Bu karşı konulamaz derecede cazip bir teklifti. Gururlarını bir an için unutan büyücüler ilgiyle burun deliklerini açtılar.
“Ne yılan ama!”
“Bu sinsi dilini bize nasıl sallarsın…”
Sert sözlerine rağmen seslerindeki düşmanlık çoktan yumuşamıştı.
“Eğer düzenli olarak Rüntaşı tedarik ederseniz, Kızıl Alev Kulesi çok yakında kuzeyde zirveye yükselecektir. Hayır, belki de sadece kuzeyde değil, tüm krallıktaki en büyük kule haline bile gelebilirsiniz.”
İstikrarlı bir Rüntaşı kaynağı tam da en çok istedikleri şeydi.
Dahası, Ghislain onların arzularını ve güvensizliklerini ustalıkla dürttü.
Şimdiye kadar, büyücüler daha önceki kızgınlık dürtülerini tamamen kaybetmişlerdi.
Bu tam da Ghislain’in hedeflediği sonuçtu.
“Ah canım, görünüşe göre teklifim hoşunuza gitmedi. Bu durumda, ben iznimi alıp başka bir kuleyi ziyaret edeceğim.”
“H-Hey! Neden bu kadar sabırsızsın genç adam? İlgilenmediğimizi kim söyledi?”
Ghislain tam tekrar ayağa kalkacakken Hubert’e kayıtsızca baktı ve konuştu.
“Az önce memnun olmadığın için mananla gözümü korkutmaya çalışmadın mı? Zayıf bir kalbim var; bununla başa çıkabileceğimi sanmıyorum.”
“Saçmalık. Zayıf kalpmiş, hadi oradan… Bu adamda muhtemelen Ejderha Kalbi falan vardır!
İçinden Ghislain’e küfretmesine rağmen Hubert beceriksizce gözlerini araladı ve sakar bir tavır takındı.

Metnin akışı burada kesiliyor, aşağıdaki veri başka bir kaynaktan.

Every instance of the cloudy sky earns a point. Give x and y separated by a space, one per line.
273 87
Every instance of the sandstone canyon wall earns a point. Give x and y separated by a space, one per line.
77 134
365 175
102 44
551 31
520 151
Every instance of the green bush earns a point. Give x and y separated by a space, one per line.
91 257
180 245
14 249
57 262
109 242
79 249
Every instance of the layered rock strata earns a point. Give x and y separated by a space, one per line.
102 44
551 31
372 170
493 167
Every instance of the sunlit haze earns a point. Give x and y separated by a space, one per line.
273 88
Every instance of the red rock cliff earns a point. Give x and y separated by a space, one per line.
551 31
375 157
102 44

“Bu sadece… böylesine önemli bir anlaşma için güvenebileceğimiz biri olup olmadığını test etmenin bir yoluydu. Öyle değil mi? Hepiniz bana destek olun.”
Hubert çaresizce yaşlıları da konuşmaya dahil etti.

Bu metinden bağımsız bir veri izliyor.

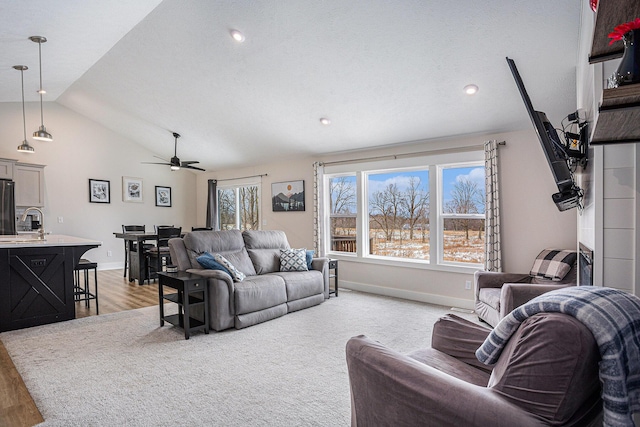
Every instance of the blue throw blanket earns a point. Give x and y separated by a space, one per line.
613 317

Bir an için afallayan büyücüler, Kule Ustası’nın sert bakışlarını görünce hemen başlarını sallayarak onayladılar.
“Evet, evet. Sadece güvenilir olup olmadığınızı görmek istedik.”
“Mana basıncımız karşısında sarsılmadan durmanız, hatırı sayılır bir adam olduğunuzu gösteriyor.”
“Genç adam, pazarlık konusunda oldukça iyisin, hahaha.”
Ghislain yaşlılara garip bir şekilde baktı, güldü ve parlak bir şekilde gülümsedi.
“Peki, testinizi geçtim mi?”
Hubert bir an tereddüt ettikten sonra teslim olmuş bir ifadeyle zayıfça başını salladı.
“Evet… şimdi bize şu mülk savaşından biraz daha bahset…”
Nedense, tüm Kızıl Alev Kulesi’ni şeytanın ellerine teslim ediyormuş gibi hissetti.